Glenda Swan
- Country (sports): South Africa
- Born: 12 November 1945 (age 80) Johannesburg, South Africa

Grand Slam singles results
- French Open: 4R (1966)
- Wimbledon: 4R (1964)
- US Open: 2R (1964)

Grand Slam doubles results
- French Open: QF (1966)
- Wimbledon: QF (1965, 1966)

Grand Slam mixed doubles results
- French Open: 1R (1965, 1967)
- Wimbledon: QF (1966)

= Glenda Swan =

South African tennis player (born 1945)

Glenda Swan (born 12 November 1945), Glenda Schaerer after marriage, is a South African former tennis player.

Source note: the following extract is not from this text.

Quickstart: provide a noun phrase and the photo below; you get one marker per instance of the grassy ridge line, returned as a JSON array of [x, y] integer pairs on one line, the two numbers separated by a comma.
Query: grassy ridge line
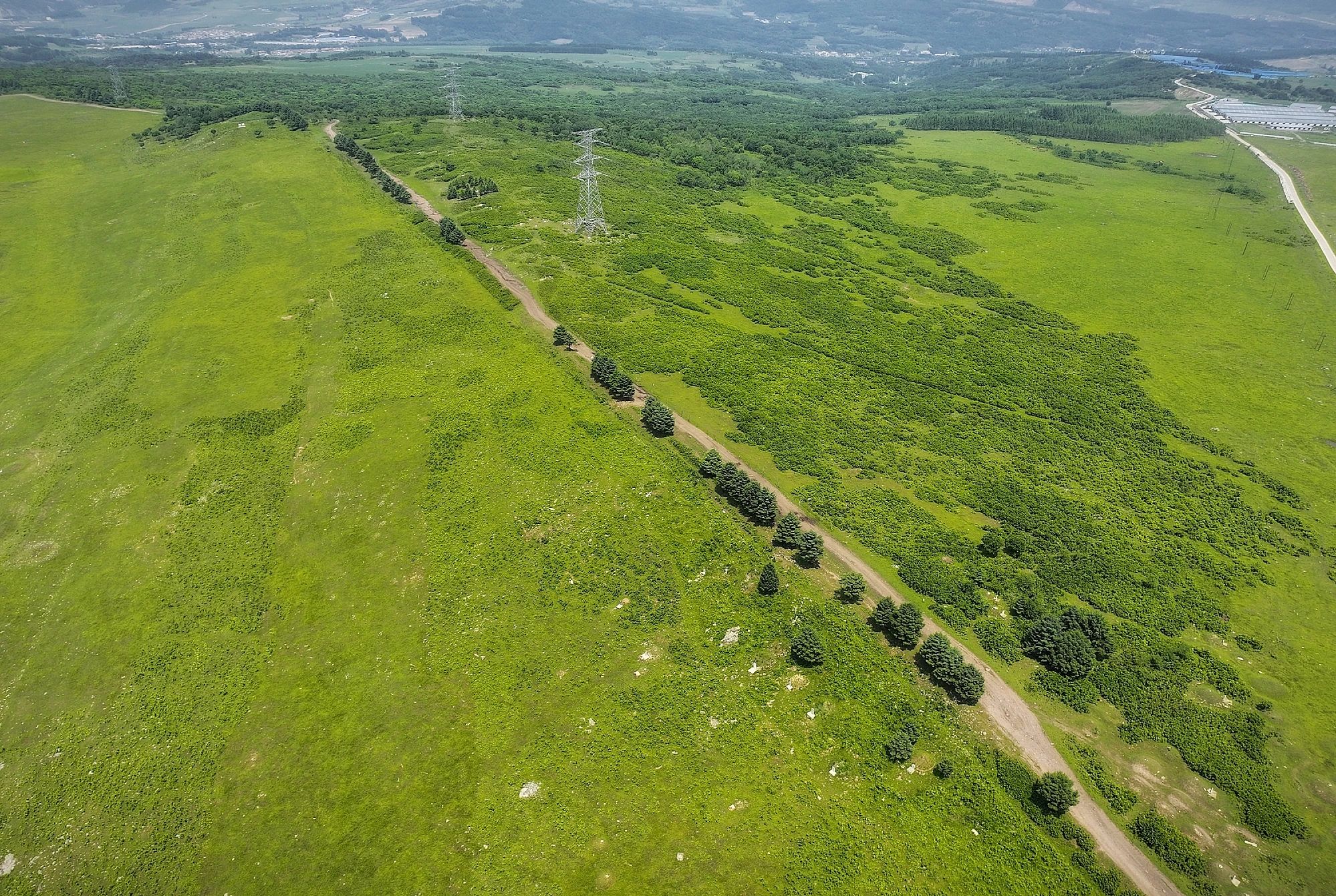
[[468, 561], [1004, 706]]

Born in Johannesburg, Swan was active on tour during the 1960s. She featured in ten Federation Cup rubbers for South Africa, registering two singles and three doubles wins. In both of her Federation Cup seasons, 1964 and 1967, she played in a quarter-final tie, for losses to Great Britain and the United States respectively.

Swans' best tour performances included a run of three wins at the 1964 Wimbledon Championships, where she took a set off fourth-seed Lesley Turner in a Round of 16 loss. She twice partnered with Pat Walkden to make the women's doubles quarter-finals at Wimbledon and was also a quarter-finalist once in mixed doubles.